Жара томит, звенят кузнечики, мошка стоит над селением.
Из-за мыса выходит судно. Слышится песня.
– Опять гонят невольников-то… Люди на старых местах страдают без хлеба и без земли. А народ добром на новое место не умеют подвинуть, вот и гонят все невольников, – тихо говорит старик.
ГЛАВА ДВАДЦАТЬ ВОСЬМАЯ
– А Сукнов знай гвоздит и гвоздит. Все работает на Пахома! – удивлялись мужики.
Всякий свободный день солдат приходил к Бормотовым и помогал им по хозяйству. Весной он помог Пахому посеять, потом ездил с ним на покос. Мужик привык к солдату, считал его своим, сама солдатская рубаха казалась ему родной. Пахом полагал, что и солдату тоскливо без пашни, без крестьянской работы, и, как ему казалось, он понимал Сукнова.
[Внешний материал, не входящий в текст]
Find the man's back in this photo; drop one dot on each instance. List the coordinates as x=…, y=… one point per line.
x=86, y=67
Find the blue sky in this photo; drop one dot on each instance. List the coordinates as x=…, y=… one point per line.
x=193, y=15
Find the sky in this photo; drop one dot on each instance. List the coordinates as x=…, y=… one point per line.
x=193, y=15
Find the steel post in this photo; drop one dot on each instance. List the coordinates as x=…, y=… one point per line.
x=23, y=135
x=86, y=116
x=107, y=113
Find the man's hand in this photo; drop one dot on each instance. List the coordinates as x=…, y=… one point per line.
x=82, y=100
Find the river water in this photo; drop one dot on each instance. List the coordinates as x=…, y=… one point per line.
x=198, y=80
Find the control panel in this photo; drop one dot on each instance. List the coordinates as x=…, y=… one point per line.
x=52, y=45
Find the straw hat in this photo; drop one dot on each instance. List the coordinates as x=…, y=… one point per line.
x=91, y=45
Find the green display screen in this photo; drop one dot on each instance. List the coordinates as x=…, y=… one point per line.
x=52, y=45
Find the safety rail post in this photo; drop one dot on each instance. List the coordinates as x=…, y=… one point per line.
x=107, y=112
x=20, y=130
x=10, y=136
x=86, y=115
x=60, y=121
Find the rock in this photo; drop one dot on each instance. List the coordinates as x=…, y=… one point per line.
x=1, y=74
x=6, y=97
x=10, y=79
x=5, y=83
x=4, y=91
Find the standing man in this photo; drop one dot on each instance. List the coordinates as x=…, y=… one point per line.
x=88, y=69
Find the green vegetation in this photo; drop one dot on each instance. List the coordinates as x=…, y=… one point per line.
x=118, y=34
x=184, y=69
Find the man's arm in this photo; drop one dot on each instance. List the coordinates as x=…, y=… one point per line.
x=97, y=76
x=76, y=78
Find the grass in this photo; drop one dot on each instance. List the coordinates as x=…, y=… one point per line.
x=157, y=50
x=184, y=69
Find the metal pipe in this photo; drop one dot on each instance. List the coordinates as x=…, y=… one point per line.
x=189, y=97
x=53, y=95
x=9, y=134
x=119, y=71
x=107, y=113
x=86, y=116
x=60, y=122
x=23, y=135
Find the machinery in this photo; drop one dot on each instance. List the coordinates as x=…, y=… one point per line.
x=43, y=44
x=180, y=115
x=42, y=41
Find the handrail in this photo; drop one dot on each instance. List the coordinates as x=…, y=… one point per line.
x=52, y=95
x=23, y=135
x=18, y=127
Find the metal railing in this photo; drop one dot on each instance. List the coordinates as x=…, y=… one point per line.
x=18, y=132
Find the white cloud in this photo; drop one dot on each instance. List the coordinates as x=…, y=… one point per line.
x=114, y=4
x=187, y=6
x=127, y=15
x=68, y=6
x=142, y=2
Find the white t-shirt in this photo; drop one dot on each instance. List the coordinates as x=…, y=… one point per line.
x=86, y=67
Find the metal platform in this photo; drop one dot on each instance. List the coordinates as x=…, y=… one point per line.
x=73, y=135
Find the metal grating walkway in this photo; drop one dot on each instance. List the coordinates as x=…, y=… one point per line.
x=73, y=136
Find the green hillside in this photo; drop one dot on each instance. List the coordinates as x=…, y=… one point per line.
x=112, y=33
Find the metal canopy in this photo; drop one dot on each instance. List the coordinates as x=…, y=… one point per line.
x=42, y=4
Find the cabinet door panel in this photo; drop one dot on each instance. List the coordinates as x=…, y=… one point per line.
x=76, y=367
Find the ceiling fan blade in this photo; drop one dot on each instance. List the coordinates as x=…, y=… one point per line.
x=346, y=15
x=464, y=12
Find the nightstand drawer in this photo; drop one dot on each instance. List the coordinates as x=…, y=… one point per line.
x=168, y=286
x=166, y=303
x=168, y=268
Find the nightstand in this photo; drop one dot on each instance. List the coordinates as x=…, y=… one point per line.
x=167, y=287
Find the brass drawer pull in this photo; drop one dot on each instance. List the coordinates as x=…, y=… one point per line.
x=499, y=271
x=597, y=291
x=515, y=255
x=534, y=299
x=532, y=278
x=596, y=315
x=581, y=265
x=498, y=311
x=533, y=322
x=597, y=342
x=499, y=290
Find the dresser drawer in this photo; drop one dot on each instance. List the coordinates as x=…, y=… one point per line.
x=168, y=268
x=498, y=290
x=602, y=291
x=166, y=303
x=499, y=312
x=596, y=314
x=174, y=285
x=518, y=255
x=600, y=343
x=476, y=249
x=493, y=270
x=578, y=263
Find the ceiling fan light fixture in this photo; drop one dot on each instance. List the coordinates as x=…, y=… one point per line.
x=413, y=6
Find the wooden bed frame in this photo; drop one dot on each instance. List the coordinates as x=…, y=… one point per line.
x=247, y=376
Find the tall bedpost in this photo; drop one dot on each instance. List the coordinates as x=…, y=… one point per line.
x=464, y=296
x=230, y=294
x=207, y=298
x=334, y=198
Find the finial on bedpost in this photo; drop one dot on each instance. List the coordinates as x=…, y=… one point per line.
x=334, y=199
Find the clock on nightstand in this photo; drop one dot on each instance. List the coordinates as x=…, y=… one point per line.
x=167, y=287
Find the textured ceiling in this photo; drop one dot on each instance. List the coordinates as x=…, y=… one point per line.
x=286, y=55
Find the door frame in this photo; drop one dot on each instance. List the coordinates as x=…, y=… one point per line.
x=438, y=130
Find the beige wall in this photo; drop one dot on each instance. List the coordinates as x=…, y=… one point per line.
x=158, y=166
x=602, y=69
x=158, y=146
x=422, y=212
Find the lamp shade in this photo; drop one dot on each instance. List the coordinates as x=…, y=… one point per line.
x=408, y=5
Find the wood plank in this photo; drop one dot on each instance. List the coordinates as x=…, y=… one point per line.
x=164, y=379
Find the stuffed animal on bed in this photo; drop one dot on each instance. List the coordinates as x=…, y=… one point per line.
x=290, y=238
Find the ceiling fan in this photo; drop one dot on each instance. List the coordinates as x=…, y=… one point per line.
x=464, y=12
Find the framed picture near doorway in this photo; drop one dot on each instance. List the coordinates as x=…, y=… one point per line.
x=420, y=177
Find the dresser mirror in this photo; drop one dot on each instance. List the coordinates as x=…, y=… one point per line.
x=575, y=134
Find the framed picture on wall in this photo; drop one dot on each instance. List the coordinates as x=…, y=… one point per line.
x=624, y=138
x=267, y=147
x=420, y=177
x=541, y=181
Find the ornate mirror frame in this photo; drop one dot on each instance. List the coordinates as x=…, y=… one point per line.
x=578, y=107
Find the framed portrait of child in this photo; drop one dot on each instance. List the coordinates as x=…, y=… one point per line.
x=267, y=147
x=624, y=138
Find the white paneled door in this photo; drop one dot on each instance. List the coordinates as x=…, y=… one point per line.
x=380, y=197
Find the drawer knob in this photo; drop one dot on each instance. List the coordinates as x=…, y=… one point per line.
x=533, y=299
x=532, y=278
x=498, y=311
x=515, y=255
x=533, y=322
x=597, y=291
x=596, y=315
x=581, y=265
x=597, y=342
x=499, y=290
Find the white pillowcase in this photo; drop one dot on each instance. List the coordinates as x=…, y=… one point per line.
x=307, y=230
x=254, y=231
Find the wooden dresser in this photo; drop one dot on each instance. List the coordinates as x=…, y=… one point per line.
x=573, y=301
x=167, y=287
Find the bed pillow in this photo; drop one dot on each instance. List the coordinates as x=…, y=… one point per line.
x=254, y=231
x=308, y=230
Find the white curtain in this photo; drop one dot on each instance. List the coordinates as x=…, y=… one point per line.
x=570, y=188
– Солдат-то нанялся, что ли, к тебе? – спрашивали соседи.
– Парень молодой, о семье скучает, – отвечал Бормотов.
– Верно! Этот не такой безобразник, как Лёнка.
Солдаты посмеивались над товарищем.
– Чего ты, Андрюшка, все шляешься в деревню? Позарился на девку? – спрашивали они.
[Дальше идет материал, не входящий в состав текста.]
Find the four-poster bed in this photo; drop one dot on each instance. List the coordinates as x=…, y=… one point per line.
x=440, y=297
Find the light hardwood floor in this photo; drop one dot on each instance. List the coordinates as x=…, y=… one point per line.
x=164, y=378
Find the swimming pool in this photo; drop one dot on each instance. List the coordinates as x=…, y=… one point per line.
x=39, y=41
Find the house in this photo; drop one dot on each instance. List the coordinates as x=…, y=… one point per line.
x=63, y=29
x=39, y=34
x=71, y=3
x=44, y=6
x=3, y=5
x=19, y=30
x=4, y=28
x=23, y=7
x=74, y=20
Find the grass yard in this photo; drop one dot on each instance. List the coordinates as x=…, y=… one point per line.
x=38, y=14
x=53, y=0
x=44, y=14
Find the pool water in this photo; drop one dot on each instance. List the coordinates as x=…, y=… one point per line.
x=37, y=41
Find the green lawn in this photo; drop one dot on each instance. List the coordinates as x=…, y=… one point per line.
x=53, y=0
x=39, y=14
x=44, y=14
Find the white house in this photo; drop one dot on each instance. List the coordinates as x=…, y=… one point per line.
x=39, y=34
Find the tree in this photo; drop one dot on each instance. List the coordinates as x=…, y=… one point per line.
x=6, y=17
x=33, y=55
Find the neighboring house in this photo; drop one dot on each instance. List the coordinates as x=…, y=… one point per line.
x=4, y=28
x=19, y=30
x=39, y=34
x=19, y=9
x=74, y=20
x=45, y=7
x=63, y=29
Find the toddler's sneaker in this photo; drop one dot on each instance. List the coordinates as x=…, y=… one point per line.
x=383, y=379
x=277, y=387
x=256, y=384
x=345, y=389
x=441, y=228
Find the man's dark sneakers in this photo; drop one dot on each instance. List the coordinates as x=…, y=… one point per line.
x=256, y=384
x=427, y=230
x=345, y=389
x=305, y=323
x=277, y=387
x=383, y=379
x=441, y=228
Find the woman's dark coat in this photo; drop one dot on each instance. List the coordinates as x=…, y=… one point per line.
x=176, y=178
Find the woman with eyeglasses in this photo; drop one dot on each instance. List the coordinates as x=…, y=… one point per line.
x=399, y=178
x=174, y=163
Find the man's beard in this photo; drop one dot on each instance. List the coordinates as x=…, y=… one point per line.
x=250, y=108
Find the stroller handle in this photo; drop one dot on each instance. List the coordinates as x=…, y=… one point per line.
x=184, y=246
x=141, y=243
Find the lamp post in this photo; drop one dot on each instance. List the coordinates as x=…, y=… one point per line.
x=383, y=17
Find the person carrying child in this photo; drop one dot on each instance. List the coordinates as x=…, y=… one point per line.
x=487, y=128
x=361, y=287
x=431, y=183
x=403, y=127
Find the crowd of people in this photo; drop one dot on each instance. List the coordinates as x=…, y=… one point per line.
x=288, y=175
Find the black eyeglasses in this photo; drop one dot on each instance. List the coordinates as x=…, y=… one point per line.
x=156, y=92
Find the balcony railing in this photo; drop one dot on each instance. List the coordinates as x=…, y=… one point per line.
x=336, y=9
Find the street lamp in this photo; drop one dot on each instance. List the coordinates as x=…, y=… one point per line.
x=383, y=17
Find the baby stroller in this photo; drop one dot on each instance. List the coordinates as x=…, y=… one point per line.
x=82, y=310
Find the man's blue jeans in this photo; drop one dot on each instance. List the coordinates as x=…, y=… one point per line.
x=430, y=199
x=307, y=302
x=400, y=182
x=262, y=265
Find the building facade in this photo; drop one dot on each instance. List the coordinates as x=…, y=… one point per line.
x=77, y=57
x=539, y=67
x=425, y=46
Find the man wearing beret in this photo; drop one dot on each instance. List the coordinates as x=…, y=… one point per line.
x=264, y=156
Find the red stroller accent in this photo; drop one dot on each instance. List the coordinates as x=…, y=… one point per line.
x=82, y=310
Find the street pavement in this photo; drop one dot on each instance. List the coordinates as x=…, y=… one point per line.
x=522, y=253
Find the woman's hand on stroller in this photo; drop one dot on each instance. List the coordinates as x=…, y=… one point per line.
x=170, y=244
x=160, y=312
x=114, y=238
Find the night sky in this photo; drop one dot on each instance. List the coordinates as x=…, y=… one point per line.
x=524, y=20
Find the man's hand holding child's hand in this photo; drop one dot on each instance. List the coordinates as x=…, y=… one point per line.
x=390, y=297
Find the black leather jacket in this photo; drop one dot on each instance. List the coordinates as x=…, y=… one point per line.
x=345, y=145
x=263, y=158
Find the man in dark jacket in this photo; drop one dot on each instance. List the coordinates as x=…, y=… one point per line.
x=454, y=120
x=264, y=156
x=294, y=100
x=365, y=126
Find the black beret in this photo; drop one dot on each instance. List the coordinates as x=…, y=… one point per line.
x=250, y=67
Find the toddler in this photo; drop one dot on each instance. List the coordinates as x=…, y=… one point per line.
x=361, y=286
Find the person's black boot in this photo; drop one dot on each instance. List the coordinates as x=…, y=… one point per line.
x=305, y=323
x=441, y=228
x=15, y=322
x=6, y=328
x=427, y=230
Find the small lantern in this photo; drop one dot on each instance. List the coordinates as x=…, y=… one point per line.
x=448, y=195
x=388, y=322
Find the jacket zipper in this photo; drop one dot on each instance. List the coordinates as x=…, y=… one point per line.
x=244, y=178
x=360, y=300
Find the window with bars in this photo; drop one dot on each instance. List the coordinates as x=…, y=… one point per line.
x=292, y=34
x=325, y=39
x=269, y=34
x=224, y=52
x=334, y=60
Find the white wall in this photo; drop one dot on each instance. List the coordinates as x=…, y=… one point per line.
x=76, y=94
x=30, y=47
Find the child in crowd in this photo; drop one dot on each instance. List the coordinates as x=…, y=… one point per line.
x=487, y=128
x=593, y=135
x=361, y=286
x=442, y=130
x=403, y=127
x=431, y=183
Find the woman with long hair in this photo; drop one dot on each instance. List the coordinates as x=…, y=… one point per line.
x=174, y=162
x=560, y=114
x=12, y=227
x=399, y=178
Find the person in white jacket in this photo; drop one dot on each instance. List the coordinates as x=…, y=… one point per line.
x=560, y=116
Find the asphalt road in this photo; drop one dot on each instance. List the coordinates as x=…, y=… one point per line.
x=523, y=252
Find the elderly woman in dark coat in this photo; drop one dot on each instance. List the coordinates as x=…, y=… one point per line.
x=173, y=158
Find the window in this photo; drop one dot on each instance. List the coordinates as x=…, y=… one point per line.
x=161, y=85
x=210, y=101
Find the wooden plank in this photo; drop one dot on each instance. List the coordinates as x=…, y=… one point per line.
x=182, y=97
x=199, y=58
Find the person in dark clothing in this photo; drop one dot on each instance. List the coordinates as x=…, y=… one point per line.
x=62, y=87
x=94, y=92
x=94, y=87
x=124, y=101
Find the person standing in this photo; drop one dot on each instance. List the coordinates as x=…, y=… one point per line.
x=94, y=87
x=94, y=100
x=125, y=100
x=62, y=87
Андрею нравилась дочь Пахома. Она была некрасива – смуглая от загара, в веснушках, нос толстый, волосы русые, в темных завитках на лбу, ладони широкие, шершавые. На вид неловка, грузна, плечи широкие, могучие, так что, глядя на них, чувствуешь, что у нее не девичья сила. Но, когда солдат был рядом, некрасивое лицо Авдотьи яснело, и казалось, кроткая душа светится в ее серых глазах. Ни у кого еще не видал Андрей такого живого лица, такой ясности взора. Она как бы расцветала при нем, и Сукнов видел в Авдотье то, что для всех было скрыто.
И в пахоту и на покосе часто случалось, что солдат оказывался подле Авдотьи, и они помогали друг другу. Солдату доставляло наслаждение работать подле нее. Тяжелым трудом своим он как бы выказывал ей внимание, труд был свидетельством глубины его чувства, серьезности намерений. Он оберегал ее честь, ничем не подавал повода смеяться ни над собой, ни над ней, и если разговаривал с Авдотьей, то только о деле.
Солдаты пробовали поддразнивать его, но, видя, что Андрея насмешки не задевают, отстали.
– Помяните, братцы, мое слово, он не зря там околачивается, – зудил Лёнка. – Он смирённый, непитущий, а в тихом омуте черти водятся.
Сам Лёнка попался на воровстве – его отставили от котла. На общих работах он стал злей и драчливей.
За несколько дней до того, как начали строить мельницу, в воскресенье, Сукнов пришел помочь Пахому. В белой нижней рубахе гнулся он, работая серпом, поднимал и срезал поваленную ветром ярицу. Рядом жала Авдотья. Широкое лицо ее выражало спокойную радость.